Maaya Rajeshwaran Revathi, the 16-year-old budding Indian teenager who trains at the Rafa Nadal Academy, had Junior World No.14 Mariia Makarova in serious trouble on Monday, before eventually succumbing to a closely-contested loss.
Maaya led 5-3 in the first set, and also later had a set point in the tiebreak. Against an opponent whose win-loss record in the junior circuit stands at a staggering 81-9, that is not just competitive — that is a statement.
Makarova, as she tends to do, found a way through.

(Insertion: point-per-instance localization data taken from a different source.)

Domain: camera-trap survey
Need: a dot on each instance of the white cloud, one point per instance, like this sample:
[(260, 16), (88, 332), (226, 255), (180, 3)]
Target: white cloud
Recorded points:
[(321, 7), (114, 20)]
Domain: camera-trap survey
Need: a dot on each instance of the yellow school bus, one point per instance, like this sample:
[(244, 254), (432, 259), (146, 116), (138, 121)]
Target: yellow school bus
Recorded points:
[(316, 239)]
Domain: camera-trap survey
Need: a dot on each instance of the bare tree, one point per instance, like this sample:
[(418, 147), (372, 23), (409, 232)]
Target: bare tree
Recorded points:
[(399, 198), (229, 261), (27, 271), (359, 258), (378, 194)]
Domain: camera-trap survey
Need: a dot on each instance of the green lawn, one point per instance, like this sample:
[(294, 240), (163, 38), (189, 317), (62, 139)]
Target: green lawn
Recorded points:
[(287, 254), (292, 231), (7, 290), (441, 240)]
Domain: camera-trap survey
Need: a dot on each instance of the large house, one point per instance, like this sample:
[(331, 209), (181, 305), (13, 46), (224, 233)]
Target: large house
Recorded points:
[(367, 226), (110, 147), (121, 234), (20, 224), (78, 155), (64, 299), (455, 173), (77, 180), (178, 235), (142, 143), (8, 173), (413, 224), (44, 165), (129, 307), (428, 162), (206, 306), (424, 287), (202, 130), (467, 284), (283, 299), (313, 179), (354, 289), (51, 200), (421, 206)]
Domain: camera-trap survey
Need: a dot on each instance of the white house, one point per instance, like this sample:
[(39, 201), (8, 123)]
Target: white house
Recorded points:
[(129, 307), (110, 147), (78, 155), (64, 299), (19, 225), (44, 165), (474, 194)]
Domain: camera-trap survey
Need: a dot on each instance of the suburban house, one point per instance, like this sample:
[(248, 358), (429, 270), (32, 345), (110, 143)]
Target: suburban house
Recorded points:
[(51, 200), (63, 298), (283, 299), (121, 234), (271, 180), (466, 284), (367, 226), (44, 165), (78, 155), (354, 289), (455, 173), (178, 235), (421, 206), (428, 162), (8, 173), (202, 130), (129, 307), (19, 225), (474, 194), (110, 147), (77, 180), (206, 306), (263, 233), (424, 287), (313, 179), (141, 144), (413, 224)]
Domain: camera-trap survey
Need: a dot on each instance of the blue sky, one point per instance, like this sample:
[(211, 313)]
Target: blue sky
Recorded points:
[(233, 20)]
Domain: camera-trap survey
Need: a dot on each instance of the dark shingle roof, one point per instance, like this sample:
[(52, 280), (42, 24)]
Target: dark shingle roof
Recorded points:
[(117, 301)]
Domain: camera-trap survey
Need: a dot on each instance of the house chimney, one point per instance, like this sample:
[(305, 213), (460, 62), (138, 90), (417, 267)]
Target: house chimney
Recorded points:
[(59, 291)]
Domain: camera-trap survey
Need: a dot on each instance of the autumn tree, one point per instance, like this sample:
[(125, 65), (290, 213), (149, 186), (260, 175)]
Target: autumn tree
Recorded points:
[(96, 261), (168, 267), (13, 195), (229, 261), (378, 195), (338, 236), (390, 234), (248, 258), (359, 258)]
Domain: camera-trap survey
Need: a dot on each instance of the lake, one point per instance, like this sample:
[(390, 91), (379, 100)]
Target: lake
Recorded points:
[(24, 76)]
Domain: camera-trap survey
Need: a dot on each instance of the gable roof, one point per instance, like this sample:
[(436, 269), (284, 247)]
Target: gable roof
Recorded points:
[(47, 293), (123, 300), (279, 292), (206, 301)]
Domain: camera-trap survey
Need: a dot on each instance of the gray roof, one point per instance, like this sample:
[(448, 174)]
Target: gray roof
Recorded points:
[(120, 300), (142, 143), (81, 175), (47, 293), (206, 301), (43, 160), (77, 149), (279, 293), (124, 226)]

The Russian’s shot-making lifted at the moments that mattered most, she edged the tiebreak, and then pulled clear in the second to take it 7-6(6), 6-4. Her 28 winners to Maaya’s 16 tells you where the margin came from — but it does not tell you how close Maaya brought it.
Maaya entered the ITF Junior Top 50 in December 2025 after a quarterfinal run at the J300 Bradenton event in the United States, and has been quietly building a reputation as one of the circuit’s most competitive juniors.
This match was a reminder of both how far Maaya has come and how high the ceiling is. Taking a player of Makarova’s calibre — whose career-high ITF junior ranking sits at 14 — to a tiebreak, holding set point, and refusing to be broken in the first set is the kind of match experience that compounds.